A: Genome sequencing for cancer and undiagnosed diseases is beginning to become part of clinical care, and wearable devices such as smartwatches that can be used to measure physiology and health are becoming commonplace as direct to consumer devices. Gene therapies using antisense oligonucleotides are just emerging to treat specific diseases and clinical trials involving CRISPR are underway for treating HIV and blood diseases. So we are on the cusp of seeing a wide variety of new technologies being used for clinical purposes with many more innovative technologies to come within the next years.

A: Prevention is better than cure. For many diseases, key to that idea is our capacity to detect and decode molecular alterations that precede the onset of symptoms and evaluate disease risks on a personalized level. Among the most promising technologies to probe an individual’s molecular landscape of health are ultra-sensitive mass spectrometers in conjunction with advanced computational strategies with which we can explore functional molecular layers such as proteins and metabolites. With this ‘multi-omics’ effort we already characterize disease mechanisms and identify new biomarkers for early diagnosis.

A: In short, we have to invest in research and development. Technologies such as large-scale mass spectrometric molecular profiling to assess the health state will have to become more streamlined, robust, cheap and simple for routine clinical applications. In addition, interpretation of increasingly complex molecular data will greatly benefit from combining tailored computational strategies with in-depth biological and biochemical expertise.

A: Transforming research platforms to safe and reliable clinical pipelines is challenging because clinical applications require the highest standards for safety and data integrity. For instance, integration of clinical mass spectrometry to measure physiology and health will benefit from improved accuracy and precision of data acquisition and necessitates standardization across institutes. This is a multidisciplinary effort, and we have to identify optimal strategies to encourage collaborations between the clinic, industry and academia, from medical doctors to engineers. Moreover, we will have to engage in an open and educated discussion about socioeconomic, political, as well as very personal implications of the ability to probe an individual’s molecular landscape of health.

A: Under the umbrella of Stanford, our cross-disciplinary team develops multi-omics precision medicine strategies –integrating metabolites, proteins and DNA/RNA with clinical parameters– to transform medicine from reactive to preventive. My personal mission is to develop and apply mass spectrometry and computational strategies to understand the biological role of lipids in health and disease. Lipids are a largely unexplored molecular class and I am integrating lipids in our multi-omics efforts to enhance our systems biology understanding of human physiology.

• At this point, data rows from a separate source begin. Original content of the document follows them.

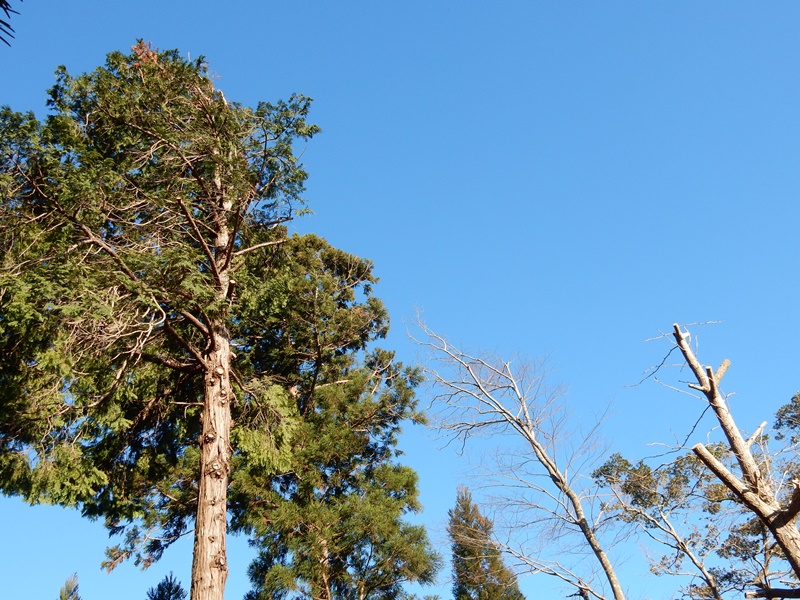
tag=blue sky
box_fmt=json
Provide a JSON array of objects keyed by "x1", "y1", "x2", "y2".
[{"x1": 0, "y1": 0, "x2": 800, "y2": 600}]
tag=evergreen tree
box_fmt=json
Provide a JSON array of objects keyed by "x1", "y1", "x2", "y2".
[
  {"x1": 447, "y1": 487, "x2": 524, "y2": 600},
  {"x1": 0, "y1": 42, "x2": 437, "y2": 600},
  {"x1": 232, "y1": 236, "x2": 438, "y2": 600},
  {"x1": 58, "y1": 573, "x2": 81, "y2": 600},
  {"x1": 147, "y1": 571, "x2": 186, "y2": 600},
  {"x1": 0, "y1": 42, "x2": 317, "y2": 600}
]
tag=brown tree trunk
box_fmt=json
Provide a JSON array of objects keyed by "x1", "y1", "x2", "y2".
[
  {"x1": 673, "y1": 323, "x2": 800, "y2": 577},
  {"x1": 191, "y1": 327, "x2": 233, "y2": 600}
]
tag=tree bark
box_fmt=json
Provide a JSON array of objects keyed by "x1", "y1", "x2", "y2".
[
  {"x1": 673, "y1": 324, "x2": 800, "y2": 578},
  {"x1": 191, "y1": 327, "x2": 233, "y2": 600}
]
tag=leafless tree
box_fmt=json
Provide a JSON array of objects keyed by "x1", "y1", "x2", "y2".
[
  {"x1": 415, "y1": 323, "x2": 624, "y2": 600},
  {"x1": 672, "y1": 324, "x2": 800, "y2": 598}
]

A: To tackle complex scientific questions ahead of us we rely on collaborative, interdisciplinary teams that celebrate failing, in order to learn, improve and progress. In part, academia is not optimally calibrated to support that strategy. Career trajectories that depend on publishing positive results in certain journals with specific authorship positions in a timely manner are adverse to the scientific principles of collaboration and transparency. In the best interest of science and progress, we should critically review some of our policies.